Don’t try to beat the Markets!!!

I would like to start this topic with the famous Quote .

"Talking about beating markets is irrelevant and extremely boring."
- Rex Sinquefield , Co-Author Stocks ,Bonds,and Bills ,Chief Investment Officer,DFA.


Every Investor scratches their head before choosing an equity fund and always there's a general imbroglio, seeing the various varieties of funds prevailing in the Market. All the time and effort that people devote to picking the right fund, the hot sector , the hot hand, the great manager, the best performing fund have in most cases led to no advantage. Unless your fortunate enough to pick one of the few funds that consistently beat the average, that makes your research futile.

Though most of the people won’t agree with this, asking to themselves that ,how a Fund manager who got graduated from Harvard won’t be able to choose stocks which can outperform the market at least? Keeping this in mind most investors simply buy a fund that has been going up fast, on the assumption that it will keep on going. And why not? Psychologists have shown that humans have an inborn tendency to believe that the long run can be predicted from even a short series of outcomes. What’s more, from our own experience that some bowlers are far better than others bowlers in cricket, that some baseball players are much more likely to hit home runs, that our favorite restaurant serves consistently superior food, and that smart kids get consistently good grades. Skill and brains and hard work are recognized, rewarded—and consistently repeated—all around us. So, if a fund beats the market, our intuition tells us to expect it to keep right on outperforming.
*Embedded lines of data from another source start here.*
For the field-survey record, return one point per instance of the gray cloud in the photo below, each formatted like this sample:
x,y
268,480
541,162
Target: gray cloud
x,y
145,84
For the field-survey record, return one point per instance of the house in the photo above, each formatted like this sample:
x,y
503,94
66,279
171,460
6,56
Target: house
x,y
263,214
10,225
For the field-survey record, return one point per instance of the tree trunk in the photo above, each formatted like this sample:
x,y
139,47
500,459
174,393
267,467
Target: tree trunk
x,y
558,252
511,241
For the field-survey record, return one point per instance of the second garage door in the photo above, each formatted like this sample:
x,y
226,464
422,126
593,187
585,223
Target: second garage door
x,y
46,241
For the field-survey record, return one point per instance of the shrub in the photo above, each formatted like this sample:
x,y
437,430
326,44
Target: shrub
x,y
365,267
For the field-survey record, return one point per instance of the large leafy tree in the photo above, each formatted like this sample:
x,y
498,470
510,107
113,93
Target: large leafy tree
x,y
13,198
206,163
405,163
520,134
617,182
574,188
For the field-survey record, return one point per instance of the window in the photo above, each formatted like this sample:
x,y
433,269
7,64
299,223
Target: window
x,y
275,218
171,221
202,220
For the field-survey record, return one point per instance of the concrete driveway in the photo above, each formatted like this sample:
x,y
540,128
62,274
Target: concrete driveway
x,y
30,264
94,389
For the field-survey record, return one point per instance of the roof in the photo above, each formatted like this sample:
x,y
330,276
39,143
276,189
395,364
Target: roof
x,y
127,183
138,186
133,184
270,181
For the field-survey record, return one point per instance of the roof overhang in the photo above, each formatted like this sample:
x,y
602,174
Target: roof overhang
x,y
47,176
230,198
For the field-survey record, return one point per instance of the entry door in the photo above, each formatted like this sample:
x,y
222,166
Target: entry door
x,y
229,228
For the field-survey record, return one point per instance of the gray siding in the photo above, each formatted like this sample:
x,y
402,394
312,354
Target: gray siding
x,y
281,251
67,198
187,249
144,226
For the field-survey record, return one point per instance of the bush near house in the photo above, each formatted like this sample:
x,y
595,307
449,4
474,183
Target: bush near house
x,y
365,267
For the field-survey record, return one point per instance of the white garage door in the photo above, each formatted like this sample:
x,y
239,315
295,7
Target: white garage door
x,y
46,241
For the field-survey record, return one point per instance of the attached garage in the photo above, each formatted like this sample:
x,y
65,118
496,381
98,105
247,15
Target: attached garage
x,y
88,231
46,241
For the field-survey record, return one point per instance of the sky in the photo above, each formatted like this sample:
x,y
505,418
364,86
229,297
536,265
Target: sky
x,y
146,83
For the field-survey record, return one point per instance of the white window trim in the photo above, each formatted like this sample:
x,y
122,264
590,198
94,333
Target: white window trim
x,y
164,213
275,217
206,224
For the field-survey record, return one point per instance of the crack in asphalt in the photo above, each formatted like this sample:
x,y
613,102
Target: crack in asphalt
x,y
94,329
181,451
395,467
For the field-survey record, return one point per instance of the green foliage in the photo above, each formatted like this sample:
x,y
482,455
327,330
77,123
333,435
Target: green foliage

Unfortunately, in the financial markets, luck is more important than luck is more important than skill. If a manager happens to be in the right corner of the market at just the right time, he will look brilliant—but all too often, what was hot suddenly goes cold and the manager’s IQ seems to shrivel by 70 basis point A famous study in the financial world is Efficient market hypothesis(EMH) which sates that , It is impossible to consistently outperform the market by using any information that the market already knows, except through luck. Let’s remember the analogy of warren buffet "Tossing the coin"


So what we just want to make you sure is, If we have any idea about beating the market by choosing the best fund by the information we get, that is almost going to be futile. But this doesn’t mean that we are going to lose our money, a fund can offer excellent value even if it doesn’t beat the market—by providing an economical way to diversify our holdings and by freeing up our time for all the other things you would rather be doing than picking our own stocks.

Financial scholars have been studying mutual-fund performance for at least a half century, and they are virtually unanimous on several points:

1. The average fund does not pick stocks well enough to overcome its costs of researching and trading them;

2. The higher a fund’s expenses, the lower its returns;

3. The more frequently a fund trades its stocks, the less it tends to earn;

4. Highly volatile funds, which bounce up and down more than average, are likely to stay volatile

5. Funds with high past returns are unlikely to remain winners for long.

So the bottom line here is:

Instead of concerning ourself with the daily ups and downs of the market, one ask himself a couple of very important questions: why should we try to beat the market? After all, can it even be done? Wall Street is very anxious for you to take the beat the market approach, also known as active management. Wall Street wants you to trade and keep trading as often as possible, because that’s how it makes money.